True Justice prevails when liberty is freely exercised in accordance with one’s most cherished hopes and sacred beliefs.

Instead of encouraging positive liberty — Isiah Berlin’s concept in which people can do whatever they want because they have the skill set and capacity to do so — we have fetishized compassion, empathy and tolerance to the point that we have no adoration in our schools of excellence, fortitude and prodigiousness. We think excusing the inexcusable is kindness. We think pressuring teachers to pass students with a 40% is benevolence. We think we are cutting edge, avant-garde and innovative when our response to widespread failing grades is to “re-design” a “fairer” and more “modern” form of giving grades.

How about we get the kids to work harder, be more responsible and know more instead?
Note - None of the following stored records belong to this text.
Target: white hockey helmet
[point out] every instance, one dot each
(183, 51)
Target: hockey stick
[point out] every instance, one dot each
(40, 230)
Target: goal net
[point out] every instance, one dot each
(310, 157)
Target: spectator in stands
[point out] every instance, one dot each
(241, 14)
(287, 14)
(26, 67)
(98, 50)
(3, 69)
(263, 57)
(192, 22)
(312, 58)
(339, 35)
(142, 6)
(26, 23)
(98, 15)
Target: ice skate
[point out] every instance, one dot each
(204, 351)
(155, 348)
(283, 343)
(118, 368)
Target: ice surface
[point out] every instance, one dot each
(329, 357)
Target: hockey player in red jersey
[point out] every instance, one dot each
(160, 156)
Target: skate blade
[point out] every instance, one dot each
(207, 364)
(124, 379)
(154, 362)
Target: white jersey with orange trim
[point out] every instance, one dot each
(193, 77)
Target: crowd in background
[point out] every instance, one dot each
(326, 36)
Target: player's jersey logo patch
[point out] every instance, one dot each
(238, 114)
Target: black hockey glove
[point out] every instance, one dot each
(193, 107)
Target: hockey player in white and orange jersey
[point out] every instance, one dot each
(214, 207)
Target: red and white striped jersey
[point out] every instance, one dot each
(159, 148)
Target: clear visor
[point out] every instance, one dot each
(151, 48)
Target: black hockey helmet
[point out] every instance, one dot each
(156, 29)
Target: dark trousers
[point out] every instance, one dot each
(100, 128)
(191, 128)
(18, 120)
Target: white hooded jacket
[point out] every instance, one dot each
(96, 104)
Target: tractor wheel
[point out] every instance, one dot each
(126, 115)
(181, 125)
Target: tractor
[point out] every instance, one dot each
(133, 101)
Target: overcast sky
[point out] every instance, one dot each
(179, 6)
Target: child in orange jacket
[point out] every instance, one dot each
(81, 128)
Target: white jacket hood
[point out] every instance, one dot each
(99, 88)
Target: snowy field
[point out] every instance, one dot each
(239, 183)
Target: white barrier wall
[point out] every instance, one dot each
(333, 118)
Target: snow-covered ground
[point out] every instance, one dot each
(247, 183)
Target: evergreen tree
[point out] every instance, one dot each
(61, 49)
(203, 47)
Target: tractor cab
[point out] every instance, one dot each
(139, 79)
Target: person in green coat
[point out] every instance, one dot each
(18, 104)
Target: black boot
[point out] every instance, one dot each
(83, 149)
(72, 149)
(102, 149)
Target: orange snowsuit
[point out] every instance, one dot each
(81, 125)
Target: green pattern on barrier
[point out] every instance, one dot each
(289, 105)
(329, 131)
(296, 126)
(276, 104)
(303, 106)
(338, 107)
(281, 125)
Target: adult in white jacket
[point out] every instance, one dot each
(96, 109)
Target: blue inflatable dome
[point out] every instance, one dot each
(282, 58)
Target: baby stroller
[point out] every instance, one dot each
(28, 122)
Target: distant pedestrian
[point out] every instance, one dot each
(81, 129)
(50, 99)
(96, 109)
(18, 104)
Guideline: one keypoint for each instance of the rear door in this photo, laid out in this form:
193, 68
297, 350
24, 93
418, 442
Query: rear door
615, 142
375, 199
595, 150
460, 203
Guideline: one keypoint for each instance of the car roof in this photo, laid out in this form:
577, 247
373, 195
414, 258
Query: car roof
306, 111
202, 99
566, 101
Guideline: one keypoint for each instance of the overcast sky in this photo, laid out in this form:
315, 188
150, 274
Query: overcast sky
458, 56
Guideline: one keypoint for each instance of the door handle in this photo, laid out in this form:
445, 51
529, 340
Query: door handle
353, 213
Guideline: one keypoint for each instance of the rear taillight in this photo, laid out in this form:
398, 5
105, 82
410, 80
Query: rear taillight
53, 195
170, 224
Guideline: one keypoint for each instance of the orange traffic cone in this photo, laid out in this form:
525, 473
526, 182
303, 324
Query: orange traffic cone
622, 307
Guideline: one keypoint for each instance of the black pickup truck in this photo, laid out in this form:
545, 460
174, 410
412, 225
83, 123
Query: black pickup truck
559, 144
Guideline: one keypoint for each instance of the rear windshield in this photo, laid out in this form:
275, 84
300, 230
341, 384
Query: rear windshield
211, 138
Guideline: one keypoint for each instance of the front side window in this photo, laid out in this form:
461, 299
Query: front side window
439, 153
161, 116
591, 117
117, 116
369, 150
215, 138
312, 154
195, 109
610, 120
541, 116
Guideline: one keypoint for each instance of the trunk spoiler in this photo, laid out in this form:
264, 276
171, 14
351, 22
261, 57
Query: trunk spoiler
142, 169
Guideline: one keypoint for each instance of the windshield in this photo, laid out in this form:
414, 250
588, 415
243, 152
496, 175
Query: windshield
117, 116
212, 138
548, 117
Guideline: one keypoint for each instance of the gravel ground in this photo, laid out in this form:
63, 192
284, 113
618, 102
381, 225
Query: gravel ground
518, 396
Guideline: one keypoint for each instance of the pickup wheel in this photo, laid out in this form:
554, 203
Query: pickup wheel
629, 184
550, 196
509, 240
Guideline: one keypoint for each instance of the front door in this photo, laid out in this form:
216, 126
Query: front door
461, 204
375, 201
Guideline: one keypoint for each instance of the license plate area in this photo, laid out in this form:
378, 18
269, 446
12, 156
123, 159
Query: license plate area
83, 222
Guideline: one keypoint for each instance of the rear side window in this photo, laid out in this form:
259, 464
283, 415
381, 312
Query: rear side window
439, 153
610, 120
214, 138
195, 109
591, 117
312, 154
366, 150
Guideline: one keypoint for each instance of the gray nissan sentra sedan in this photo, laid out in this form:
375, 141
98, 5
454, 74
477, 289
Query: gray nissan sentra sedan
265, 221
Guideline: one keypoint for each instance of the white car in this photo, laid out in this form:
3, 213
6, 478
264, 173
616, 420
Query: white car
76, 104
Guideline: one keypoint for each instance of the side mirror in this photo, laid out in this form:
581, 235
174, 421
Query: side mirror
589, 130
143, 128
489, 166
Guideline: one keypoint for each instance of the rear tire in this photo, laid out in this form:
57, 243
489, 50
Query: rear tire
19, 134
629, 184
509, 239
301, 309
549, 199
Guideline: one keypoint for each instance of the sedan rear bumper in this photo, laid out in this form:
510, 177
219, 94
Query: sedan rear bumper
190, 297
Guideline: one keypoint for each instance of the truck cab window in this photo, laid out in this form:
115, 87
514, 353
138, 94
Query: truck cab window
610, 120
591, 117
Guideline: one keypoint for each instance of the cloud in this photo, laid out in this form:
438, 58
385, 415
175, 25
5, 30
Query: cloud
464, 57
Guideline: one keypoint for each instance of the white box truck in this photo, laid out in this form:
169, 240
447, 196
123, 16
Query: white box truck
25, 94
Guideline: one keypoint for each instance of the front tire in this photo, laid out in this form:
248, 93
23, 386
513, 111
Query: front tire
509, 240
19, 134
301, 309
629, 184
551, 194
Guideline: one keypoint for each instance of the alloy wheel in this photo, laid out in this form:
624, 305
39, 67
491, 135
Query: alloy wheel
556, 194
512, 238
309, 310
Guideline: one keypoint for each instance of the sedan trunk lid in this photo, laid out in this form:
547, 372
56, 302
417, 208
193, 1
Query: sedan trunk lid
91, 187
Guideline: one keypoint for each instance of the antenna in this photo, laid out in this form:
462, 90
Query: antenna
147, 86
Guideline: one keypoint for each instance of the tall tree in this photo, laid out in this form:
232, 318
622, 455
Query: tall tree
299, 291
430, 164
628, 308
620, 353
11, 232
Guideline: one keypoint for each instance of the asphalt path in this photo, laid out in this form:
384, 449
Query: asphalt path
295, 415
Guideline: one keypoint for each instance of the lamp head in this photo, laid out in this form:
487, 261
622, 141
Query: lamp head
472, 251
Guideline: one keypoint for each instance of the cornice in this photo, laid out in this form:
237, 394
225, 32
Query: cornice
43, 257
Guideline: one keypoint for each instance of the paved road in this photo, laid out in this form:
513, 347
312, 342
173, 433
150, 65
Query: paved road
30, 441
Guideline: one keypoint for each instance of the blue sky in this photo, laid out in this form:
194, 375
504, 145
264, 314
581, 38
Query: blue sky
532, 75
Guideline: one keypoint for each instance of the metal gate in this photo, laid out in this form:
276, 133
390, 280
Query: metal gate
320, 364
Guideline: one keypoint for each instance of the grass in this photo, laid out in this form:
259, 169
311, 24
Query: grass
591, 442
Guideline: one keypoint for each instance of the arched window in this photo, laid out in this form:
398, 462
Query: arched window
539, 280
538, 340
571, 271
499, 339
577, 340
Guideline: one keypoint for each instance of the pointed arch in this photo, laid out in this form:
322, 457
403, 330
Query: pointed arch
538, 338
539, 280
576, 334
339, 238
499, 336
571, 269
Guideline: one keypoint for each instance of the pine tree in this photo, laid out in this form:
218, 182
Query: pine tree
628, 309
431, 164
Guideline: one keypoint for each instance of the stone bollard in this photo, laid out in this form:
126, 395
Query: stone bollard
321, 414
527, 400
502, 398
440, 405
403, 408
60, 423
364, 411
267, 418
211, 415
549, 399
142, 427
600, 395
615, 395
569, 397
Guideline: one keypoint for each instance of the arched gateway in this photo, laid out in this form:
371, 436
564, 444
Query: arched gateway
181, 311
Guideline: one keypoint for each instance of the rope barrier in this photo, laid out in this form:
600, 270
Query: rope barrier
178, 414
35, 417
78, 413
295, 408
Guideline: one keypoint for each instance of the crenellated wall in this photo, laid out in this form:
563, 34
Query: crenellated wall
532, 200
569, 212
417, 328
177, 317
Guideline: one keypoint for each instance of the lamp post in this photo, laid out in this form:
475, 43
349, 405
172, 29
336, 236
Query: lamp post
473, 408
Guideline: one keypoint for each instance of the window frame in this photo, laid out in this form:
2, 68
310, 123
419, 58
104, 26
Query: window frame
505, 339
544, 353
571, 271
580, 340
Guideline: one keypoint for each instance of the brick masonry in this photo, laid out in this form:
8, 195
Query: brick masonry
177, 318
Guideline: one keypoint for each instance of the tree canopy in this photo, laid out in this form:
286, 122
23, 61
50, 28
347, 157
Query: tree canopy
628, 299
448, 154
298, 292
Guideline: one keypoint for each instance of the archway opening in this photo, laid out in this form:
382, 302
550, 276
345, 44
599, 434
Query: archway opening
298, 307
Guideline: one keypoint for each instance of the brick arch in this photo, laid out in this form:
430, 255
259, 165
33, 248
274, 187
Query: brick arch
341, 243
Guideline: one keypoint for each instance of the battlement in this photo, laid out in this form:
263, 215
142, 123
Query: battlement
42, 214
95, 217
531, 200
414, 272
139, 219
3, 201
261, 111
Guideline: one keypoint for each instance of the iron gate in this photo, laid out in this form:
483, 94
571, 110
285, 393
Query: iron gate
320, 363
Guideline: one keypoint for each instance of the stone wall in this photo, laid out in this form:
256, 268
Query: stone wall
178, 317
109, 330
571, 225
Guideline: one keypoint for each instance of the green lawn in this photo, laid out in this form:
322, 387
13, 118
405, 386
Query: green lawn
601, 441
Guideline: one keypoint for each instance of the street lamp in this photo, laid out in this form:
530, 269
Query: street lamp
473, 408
We readily understand when a student has a lack of food security the school should become a backstop. In the realm of athletics, we have no problem when coaches demand high standards, individual responsibility and personal accountability. The social science and scholarly literature is clear about what facilitates academic achievement: involved parents, high literacy rates, consistent academic rigor supported by robust systems of intervention and assistance. There is absolutely no contradiction between providing robust services to at-risk populations and simultaneously insisting on specific outcomes for all students.

Stop telling poor kids they can’t learn. They can. Thousands of heroic American teachers witness it every day. We enter the classroom because we believe in the romantic aspiration of widening the doors to American success. But those doors will remain shut if the school becomes nothing more than an enclave of gauging social-emotional health and entertaining students with meaningless projects and open book tests — what Robert Pondiscio labels, “the unexamined rise of therapeutic education.”

So stop. Just stop.

Don’t hire more consultants. Don’t read the latest ideas coming out of schools of education. Don’t ask a 23-year old teacher how wrong American education has been for the past two-hundred years. Let American teachers do the hard work of educating another human being.

We can do it. If you would just let us.

Jeremy S. Adams is the author of the recently-released book, “Hollowed Out: A Warning About America’s Next Generation.” He has taught high school and college civics for over two decades in Bakersfield, California.